I’m having trouble with timestamp data from Airtable in BigQuery. When I upload it, the dates turn into weird decimal numbers. Here’s what I mean:
Decimal format | Actual date
-------------------|-----------------------
44493.61666667 | 2021-10-24T14:48:00
44522.775 | 2021-11-22T18:36:00
44493.67916666667 | 2021-10-24T16:18:00
44522.739583333336 | 2021-11-22T17:45:00
Does anyone know how to fix this? I need a query to change these decimal numbers back into normal dates and times. The table name is Airtable if that helps. I’ve been stuck on this for hours and can’t figure it out. Any help would be awesome!
I’ve encountered this issue before when working with Airtable data. The decimal format you’re seeing is indeed a representation of dates, but it’s based on a different epoch than what BigQuery typically uses. To convert these to standard timestamps, you’ll need to adjust for the difference in epoch start dates.
Here’s a query that should work for your Airtable data:
SELECT
TIMESTAMP_ADD(TIMESTAMP ‘1899-12-30’, INTERVAL CAST(your_column * 86400 AS INT64) SECOND) AS converted_timestamp
FROM
Airtable
This query takes into account that Airtable’s epoch starts on December 30, 1899. It multiplies the decimal value by 86400 (number of seconds in a day) to get the total seconds, then adds that to the epoch start date.
Remember to replace ‘your_column’ with the actual name of the column containing the decimal timestamps. Let me know if you need any clarification on this approach.

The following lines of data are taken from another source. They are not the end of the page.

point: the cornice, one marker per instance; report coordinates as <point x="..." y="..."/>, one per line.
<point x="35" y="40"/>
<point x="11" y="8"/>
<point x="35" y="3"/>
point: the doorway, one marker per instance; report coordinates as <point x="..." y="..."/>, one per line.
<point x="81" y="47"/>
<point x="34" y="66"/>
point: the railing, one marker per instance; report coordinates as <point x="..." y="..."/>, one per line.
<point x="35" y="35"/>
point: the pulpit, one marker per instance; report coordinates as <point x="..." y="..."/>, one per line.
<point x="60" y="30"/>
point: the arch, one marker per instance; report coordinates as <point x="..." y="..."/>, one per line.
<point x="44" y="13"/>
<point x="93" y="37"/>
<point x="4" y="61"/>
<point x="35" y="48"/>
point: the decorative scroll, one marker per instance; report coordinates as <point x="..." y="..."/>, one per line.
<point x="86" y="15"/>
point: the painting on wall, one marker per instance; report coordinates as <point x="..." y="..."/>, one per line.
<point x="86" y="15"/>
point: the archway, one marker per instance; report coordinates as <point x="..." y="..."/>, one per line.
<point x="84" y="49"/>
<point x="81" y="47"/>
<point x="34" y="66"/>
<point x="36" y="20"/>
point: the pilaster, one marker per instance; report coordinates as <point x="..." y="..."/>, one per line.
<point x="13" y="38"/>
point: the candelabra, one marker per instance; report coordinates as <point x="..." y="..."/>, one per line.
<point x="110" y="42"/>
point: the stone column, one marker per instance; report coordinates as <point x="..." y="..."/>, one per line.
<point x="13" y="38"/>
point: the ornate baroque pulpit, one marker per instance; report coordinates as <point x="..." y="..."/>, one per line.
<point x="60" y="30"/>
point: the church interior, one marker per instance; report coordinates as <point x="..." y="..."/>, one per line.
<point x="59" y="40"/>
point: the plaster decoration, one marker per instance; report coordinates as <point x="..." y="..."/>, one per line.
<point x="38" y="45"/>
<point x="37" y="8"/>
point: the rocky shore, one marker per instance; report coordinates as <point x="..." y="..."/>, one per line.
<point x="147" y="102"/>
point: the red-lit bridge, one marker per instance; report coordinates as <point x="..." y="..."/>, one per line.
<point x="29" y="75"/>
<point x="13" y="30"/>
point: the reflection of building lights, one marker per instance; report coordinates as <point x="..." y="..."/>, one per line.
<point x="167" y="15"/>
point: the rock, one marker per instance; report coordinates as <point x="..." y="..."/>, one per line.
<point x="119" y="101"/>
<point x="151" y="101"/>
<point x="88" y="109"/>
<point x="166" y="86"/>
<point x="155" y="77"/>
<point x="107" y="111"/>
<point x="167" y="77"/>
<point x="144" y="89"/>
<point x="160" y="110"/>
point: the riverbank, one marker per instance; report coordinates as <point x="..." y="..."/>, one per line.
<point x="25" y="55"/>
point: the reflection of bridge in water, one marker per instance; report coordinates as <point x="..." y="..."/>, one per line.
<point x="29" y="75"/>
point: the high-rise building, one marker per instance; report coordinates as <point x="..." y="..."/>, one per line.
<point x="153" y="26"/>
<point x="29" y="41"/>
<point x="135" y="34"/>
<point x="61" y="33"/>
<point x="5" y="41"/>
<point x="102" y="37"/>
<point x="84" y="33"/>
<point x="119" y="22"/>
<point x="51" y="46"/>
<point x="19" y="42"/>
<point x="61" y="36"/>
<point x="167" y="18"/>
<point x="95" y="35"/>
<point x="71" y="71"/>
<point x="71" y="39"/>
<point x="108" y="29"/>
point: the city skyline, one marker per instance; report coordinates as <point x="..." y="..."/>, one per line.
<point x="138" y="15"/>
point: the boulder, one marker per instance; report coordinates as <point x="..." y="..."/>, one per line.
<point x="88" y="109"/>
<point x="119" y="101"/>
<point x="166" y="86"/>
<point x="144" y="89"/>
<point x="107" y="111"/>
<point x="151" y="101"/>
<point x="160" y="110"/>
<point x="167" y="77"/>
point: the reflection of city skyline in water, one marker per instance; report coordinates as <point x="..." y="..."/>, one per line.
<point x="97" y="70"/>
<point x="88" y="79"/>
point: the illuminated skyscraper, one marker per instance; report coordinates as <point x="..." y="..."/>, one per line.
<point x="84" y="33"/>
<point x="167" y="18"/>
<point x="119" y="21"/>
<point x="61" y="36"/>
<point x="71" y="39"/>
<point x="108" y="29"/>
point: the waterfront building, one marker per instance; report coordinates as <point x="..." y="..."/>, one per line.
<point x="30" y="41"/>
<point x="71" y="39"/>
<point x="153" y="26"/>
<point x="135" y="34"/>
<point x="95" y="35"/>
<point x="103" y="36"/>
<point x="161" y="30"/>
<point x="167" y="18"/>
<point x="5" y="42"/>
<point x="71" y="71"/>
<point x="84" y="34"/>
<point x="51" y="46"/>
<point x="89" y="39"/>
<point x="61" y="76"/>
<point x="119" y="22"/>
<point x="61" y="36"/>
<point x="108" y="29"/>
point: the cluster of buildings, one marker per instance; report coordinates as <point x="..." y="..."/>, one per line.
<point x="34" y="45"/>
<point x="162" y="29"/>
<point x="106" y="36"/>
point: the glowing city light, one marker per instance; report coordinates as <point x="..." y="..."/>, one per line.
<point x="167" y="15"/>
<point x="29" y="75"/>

I’ve dealt with this Airtable timestamp issue before, and it can be a real headache. The trick is understanding that Airtable uses a different date system than most databases. Here’s what worked for me:
SELECT
TIMESTAMP_MICROS(CAST((your_column - 2440587.5) * 86400000000 AS INT64)) AS converted_timestamp
FROM Airtable
This query converts the Airtable decimal to Unix timestamp microseconds, then to a proper BigQuery timestamp. The magic number 2440587.5 adjusts for the difference between Unix epoch and the Julian date used by Airtable.
One thing to watch out for: make sure your data types are consistent. If you’re getting any errors, double-check that your_column is being read as a FLOAT or NUMERIC type in BigQuery. Also, you might need to adjust the precision depending on your specific use case.